Have had discussions recently with various colleagues and clients about the way in which business-level transactions need to be implemented in a reliable way that also supports cancelling the actions that have been performed if and when something goes wrong in the process.
When using technology, the use of XA-compliant transaction managers and two-phase-commits give much of what is required. However, those facilities are not always available, and even when present they only cover a particular set of steps or actions in an overall process.
It is important to take a higher-level view of the operations being performed by the associated business process (not only BPEL and BPM, but the real business process, involving people and actions).
The need to unwind or roll back an operation, or sequence of operations, is not only down to technical updates in a database, but has to consider the implications this has on the business.

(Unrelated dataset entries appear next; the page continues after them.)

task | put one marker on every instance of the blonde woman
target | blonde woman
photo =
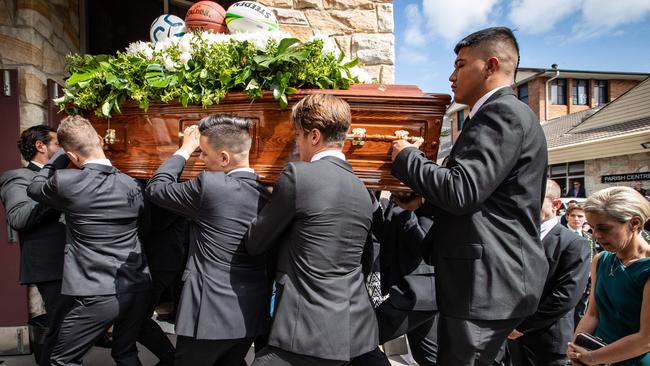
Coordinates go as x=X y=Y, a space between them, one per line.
x=619 y=306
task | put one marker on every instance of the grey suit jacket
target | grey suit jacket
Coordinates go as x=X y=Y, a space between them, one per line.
x=225 y=291
x=319 y=216
x=551 y=327
x=485 y=241
x=40 y=230
x=102 y=207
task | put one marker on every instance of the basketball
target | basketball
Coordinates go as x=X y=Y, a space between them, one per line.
x=249 y=16
x=206 y=15
x=166 y=26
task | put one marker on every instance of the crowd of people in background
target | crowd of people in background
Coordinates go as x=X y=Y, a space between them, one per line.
x=476 y=265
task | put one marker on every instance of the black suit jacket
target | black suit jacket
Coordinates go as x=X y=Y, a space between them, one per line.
x=405 y=276
x=319 y=216
x=551 y=327
x=225 y=291
x=102 y=208
x=40 y=230
x=485 y=241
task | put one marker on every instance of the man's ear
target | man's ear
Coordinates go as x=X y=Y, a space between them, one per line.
x=492 y=65
x=225 y=158
x=315 y=136
x=40 y=146
x=74 y=158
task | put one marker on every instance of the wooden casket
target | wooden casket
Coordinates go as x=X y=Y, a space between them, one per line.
x=137 y=142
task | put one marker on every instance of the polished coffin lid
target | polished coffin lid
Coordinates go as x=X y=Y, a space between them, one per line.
x=143 y=140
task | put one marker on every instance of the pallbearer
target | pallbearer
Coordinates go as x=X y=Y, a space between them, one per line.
x=318 y=218
x=225 y=298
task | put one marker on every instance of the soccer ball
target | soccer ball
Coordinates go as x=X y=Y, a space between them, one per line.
x=249 y=16
x=166 y=26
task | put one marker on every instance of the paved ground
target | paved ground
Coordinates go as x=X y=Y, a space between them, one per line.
x=102 y=357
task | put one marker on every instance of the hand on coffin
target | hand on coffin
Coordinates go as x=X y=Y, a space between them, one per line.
x=399 y=145
x=191 y=136
x=409 y=201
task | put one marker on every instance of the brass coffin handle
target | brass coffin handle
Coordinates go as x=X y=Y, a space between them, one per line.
x=110 y=136
x=359 y=137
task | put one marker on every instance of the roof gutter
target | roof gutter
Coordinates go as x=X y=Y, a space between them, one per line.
x=557 y=74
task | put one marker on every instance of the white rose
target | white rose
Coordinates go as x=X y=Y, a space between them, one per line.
x=169 y=64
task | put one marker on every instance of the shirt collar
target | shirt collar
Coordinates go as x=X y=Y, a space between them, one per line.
x=249 y=170
x=335 y=153
x=481 y=101
x=99 y=161
x=547 y=226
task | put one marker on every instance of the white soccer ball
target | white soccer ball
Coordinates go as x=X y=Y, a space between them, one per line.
x=166 y=26
x=250 y=16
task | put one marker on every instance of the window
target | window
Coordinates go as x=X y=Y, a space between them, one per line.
x=558 y=91
x=565 y=174
x=601 y=92
x=523 y=92
x=580 y=92
x=460 y=117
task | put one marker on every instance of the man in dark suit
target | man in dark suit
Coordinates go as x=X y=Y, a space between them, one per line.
x=104 y=268
x=411 y=305
x=484 y=243
x=165 y=242
x=225 y=298
x=41 y=231
x=319 y=217
x=577 y=190
x=540 y=340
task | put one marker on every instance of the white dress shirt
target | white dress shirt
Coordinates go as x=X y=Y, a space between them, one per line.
x=99 y=161
x=547 y=226
x=481 y=100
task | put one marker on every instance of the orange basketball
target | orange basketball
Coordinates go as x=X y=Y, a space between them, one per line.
x=206 y=15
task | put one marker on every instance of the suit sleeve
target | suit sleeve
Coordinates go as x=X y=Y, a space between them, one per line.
x=23 y=213
x=45 y=185
x=487 y=155
x=276 y=217
x=165 y=191
x=569 y=283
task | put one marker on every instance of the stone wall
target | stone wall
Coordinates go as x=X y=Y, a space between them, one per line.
x=35 y=36
x=361 y=28
x=595 y=168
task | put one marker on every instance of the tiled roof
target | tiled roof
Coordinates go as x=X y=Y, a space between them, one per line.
x=560 y=131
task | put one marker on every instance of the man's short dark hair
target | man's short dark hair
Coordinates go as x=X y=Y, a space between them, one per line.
x=227 y=132
x=495 y=41
x=27 y=141
x=324 y=112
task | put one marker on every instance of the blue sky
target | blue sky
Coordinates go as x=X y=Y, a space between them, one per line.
x=599 y=35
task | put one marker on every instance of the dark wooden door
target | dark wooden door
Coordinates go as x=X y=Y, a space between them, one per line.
x=13 y=296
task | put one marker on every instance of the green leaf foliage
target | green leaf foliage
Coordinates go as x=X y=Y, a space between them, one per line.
x=200 y=70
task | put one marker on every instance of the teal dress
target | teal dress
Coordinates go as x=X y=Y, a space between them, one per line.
x=619 y=293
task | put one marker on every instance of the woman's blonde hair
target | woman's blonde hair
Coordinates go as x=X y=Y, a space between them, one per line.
x=620 y=203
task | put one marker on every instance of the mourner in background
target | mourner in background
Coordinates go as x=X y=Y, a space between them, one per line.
x=225 y=300
x=484 y=243
x=41 y=232
x=576 y=191
x=541 y=338
x=319 y=218
x=409 y=282
x=104 y=267
x=619 y=305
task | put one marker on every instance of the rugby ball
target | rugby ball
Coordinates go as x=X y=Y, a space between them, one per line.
x=250 y=16
x=166 y=26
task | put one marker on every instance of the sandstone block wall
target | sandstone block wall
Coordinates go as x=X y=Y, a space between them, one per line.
x=35 y=36
x=361 y=28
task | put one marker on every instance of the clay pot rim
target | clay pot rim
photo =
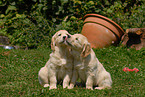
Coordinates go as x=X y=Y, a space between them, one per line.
x=105 y=18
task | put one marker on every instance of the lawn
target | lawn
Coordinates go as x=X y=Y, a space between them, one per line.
x=19 y=73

Where a plain rollback is not possible, there is a need to perform some form of ‘compensating transaction’ to correct the erroneous actions. This can be quite complex, depending on what update(s) went first, what auditing is required, how the updated data might already have been used, and what actions should follow the ‘corrective action’. In an SOA environment, this logic is also to be applied to the definition and implementation of services – if an ‘update’ service is provided, consider if there is a need to provide a related ‘revert update’ service that records the necessary information.
An architectural principle may be defined to state that application updates should not require compensating transactions, but in reality there will often be a need to do some form of update and change of processing.
Caution is required to avoid only performing basic updates to reverse the original transaction. From an accountancy perspective, this is often shown by a balancing transaction that negates the original entry, rather than removal of that older entry. Applications should correct data in the same way, making it easier to identify the sequence of events of the overall business process.
Looking again at the technical aspects, the implementation of multi-stage transactions begins with transaction handlers, which normally exist within the application framework or container (or the operating system itself). As more and more steps occur within a process up to the point at which a failure may arise, this requires additional routes for error handling to unwind the corresponding transactions and notifications.
This may be implemented using specific code in an application, but this may bring problems of its own in complexity and reliability, with maintenance also being made more difficult should any of the steps be changed. We have looked at how this error handling is implemented by the BPM tooling of WebSphere Process Server, and this does provide a clean way to applying compensating transactions based on the logic applied before identification of an error. That does seem to be a great benefit for complex business processes with automation in this way, but it isn’t exactly cheap if considered just as a way to wrap up error handling.
Anyway, discussions come up with various thoughts and recommendations as to how best this is solved for different situations. The most important thing to note is that analysis and design of business processes MUST address the approach taken to transaction handling in error conditions.